La víctima fue identificada como Romina María de los Ángeles Calvo, quien inició su relación con el agresor a los 18 años. La pareja tenía tres hijos. Fue el segundo de ellos quien dio aviso al número de emergencias 911 tras ser alertado por su hermana de 8 años y hallar a su madre sin vida en la habitación de la vivienda.
La reconstrucción del entorno familiar da cuenta de un historial de violencia de género de más de una década. La pareja residía anteriormente en una vivienda de la calle Miralla al 2635, en la localidad bonaerense de La Tablada, partido de La Matanza.

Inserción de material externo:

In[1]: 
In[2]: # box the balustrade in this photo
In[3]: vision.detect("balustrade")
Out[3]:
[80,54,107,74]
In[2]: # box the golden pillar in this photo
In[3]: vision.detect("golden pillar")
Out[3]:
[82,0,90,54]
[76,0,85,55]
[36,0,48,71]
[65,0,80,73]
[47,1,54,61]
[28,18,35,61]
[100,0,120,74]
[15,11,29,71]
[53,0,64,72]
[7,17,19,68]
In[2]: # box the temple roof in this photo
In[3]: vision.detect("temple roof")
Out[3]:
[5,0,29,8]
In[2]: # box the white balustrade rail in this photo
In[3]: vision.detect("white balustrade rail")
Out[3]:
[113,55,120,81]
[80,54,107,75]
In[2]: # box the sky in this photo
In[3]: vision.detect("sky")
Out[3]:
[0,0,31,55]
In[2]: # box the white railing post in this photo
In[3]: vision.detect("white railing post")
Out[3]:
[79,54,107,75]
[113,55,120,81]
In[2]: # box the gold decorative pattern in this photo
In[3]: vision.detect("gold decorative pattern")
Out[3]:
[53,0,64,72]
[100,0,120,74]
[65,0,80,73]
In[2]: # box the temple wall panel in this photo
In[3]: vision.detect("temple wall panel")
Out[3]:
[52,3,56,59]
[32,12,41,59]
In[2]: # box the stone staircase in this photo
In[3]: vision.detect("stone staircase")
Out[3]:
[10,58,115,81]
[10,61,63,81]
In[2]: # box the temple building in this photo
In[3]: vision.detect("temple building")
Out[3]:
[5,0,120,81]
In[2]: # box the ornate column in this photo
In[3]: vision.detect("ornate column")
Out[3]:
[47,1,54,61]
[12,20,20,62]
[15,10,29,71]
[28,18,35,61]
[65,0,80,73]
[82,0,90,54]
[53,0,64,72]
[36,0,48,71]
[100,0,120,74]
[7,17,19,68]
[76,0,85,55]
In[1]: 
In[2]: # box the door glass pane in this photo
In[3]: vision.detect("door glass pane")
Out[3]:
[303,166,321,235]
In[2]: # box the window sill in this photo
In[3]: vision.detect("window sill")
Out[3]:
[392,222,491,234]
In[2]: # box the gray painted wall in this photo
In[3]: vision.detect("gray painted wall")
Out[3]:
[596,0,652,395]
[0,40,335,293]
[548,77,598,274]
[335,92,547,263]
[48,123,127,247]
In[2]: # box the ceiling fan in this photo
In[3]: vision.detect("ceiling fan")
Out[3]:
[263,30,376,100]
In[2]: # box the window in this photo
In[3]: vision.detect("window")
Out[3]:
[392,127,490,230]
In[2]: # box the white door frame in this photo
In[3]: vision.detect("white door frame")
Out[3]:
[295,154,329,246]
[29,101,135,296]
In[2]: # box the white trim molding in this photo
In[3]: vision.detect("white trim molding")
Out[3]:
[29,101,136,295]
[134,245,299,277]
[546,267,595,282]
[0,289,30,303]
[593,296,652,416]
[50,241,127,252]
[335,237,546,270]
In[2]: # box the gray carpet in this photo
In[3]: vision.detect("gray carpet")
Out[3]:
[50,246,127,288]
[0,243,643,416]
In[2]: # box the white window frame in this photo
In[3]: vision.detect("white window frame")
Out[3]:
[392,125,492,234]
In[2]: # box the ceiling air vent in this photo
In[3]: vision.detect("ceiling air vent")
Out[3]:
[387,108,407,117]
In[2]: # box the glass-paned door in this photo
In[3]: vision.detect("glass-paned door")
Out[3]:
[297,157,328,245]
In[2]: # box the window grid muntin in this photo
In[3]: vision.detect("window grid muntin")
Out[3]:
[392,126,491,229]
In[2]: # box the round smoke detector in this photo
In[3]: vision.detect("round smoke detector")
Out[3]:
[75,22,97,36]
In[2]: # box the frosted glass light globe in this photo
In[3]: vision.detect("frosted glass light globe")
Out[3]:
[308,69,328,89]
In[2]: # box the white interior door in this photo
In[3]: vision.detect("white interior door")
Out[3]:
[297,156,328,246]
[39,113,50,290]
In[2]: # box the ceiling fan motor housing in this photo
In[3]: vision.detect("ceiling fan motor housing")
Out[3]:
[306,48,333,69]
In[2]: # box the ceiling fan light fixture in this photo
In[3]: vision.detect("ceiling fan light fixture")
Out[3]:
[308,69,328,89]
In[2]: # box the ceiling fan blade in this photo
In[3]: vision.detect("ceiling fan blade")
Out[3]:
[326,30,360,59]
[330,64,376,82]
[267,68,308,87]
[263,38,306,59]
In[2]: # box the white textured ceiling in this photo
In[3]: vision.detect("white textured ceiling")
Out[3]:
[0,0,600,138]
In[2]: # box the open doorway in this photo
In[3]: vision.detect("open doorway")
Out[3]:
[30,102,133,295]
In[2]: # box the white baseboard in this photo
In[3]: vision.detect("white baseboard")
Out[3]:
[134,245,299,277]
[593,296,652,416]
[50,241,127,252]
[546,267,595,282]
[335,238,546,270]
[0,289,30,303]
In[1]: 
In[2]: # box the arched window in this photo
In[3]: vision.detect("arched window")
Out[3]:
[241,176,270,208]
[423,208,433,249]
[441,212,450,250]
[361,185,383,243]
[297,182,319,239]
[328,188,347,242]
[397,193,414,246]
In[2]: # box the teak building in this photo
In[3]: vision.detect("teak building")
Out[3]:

En ese domicilio tuvo lugar un grave antecedente el 26 de marzo de 2017, cuando Verón agredió físicamente a Calvo tomándola del cuello hasta hacerla perder el conocimiento y provocándole cortes con un cuchillo.
Por aquel episodio, el 7 de mayo de 2018 el agresor fue condenado en un juicio abreviado a la pena de seis meses de prisión en suspenso por resultar autor del delito de lesiones leves agravadas por el vínculo. En el momento en que se dictó la sentencia, la mujer acababa de dar a luz a su tercera hija.
En el aspecto económico, la pareja administró comercios dedicados al rubro de productos de granja. Tras vender la propiedad de La Tablada, abrieron un local en el barrio porteño de Mataderos que debió cerrar en 2025 debido al incremento de las deudas familiares. Ante este escenario, la víctima buscó nuevas alternativas laborales e ingresó a trabajar en un emprendimiento comercial de venta de velas, donde llegó a estar al frente de una sucursal en el barrio de Caballito y proyectaba la apertura de un segundo local.
Antes de cometer el crimen, el agresor redactó un escrito en el que intentó justificar el ataque atribuyendo la crisis económica a la mujer y manifestando su malestar por los cambios de conducta que percibía en ella a raíz de su nueva actividad laboral e intereses personales.
Tras concretar el femicidio, Verón intentó darse a la fuga sin éxito y posteriormente se autolesionó, siendo trasladado bajo custodia policial al centro de salud donde permanece internado.